Summary - key learnings
- Company cars are a significant cost item - the average cost of a car is in the order of hundreds of euros per month.
- Many fleets are oversized - cars are parked in car parks and their utilisation rate is below 20%.
- By introducing corporate carsharing and flexible leasing, the number of cars can be reduced by 15-30% while maintaining mobility.
- The key is data and digitalisation - booking systems, telematics and regular fleet controlling.

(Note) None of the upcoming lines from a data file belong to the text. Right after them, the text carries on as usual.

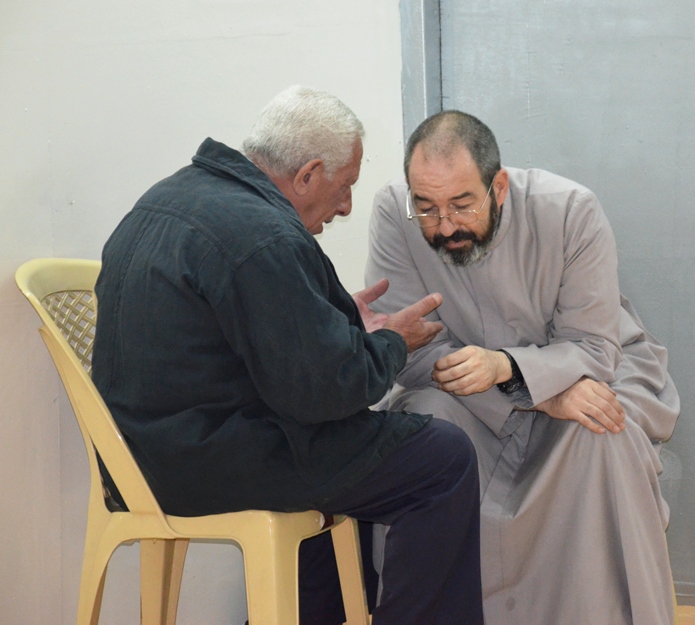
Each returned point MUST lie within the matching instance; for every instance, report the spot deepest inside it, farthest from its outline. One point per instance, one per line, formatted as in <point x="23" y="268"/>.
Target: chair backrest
<point x="61" y="290"/>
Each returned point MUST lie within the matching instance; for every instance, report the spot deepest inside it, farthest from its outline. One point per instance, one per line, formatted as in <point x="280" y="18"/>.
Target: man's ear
<point x="307" y="177"/>
<point x="501" y="186"/>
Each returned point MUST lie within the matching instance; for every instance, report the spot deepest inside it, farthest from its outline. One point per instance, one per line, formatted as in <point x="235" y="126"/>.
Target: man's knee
<point x="451" y="450"/>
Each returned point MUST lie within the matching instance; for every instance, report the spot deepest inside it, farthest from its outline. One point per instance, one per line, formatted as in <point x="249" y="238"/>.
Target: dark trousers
<point x="428" y="492"/>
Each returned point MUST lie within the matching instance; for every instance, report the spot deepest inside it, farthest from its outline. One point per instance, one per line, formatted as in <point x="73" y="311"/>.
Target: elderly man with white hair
<point x="241" y="372"/>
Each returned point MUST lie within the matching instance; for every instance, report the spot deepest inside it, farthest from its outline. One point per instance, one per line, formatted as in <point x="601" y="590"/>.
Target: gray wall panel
<point x="603" y="91"/>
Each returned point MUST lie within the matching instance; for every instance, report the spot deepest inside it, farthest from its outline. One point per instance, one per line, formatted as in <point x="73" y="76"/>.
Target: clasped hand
<point x="592" y="404"/>
<point x="410" y="322"/>
<point x="471" y="369"/>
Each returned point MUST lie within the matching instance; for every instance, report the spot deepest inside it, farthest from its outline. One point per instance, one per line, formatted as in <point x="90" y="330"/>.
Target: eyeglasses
<point x="432" y="218"/>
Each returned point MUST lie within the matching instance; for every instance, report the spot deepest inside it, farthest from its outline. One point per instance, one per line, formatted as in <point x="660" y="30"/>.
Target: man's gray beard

- A partner like AVIS helps companies to design the optimal mix of ownership, operating lease and long-term rental, including support for the implementation of carsharing.
Keywords and entities
Main keywords:
- Vehicle utilization optimization,
- fleet utilisation,
- carsharing,
- corporate carsharing,
- car management,
- corporate fleet management,
- car cost optimization,
- operating leasing,
- long-term car rental,
- corporate mobility,
- corporate efficiency.
Related entities and concepts:
- AVIS, AVIS Lease, AVIS MaxiRent,
- company cars, company cars,
- fleet manager, finance department,
- TCO (Total Cost of Ownership),
- Digital fleet management,
- telematics, GPS tracking,
- pool vehicles, shared cars,
- ESG, sustainability, emissions reduction,
- flexible operating leasing,
- company car policy.
Conclusion and call to action
Optimising vehicle utilisation is not a one-off project, but a continuous process that brings together data, technology and the right financing model. Companies that can move from a "car for everyone" model to a thoughtful combination of core fleet, flexible leasing and corporate carsharing can:
- Reduce mobility costs by tens of percent,
- increase transparency and control over the fleet,
- contribute to sustainability and ESG goals,
- at the same time increase comfort for employees.
If you want to find out what savings potential lies in your fleet, take the first step - get a no-obligation vehicle utilisation analysis and solution proposal from AVIS.
Contact AVIS Lease or AVIS MaxiRent and look at corporate mobility as a service that works for your business - not the other way around.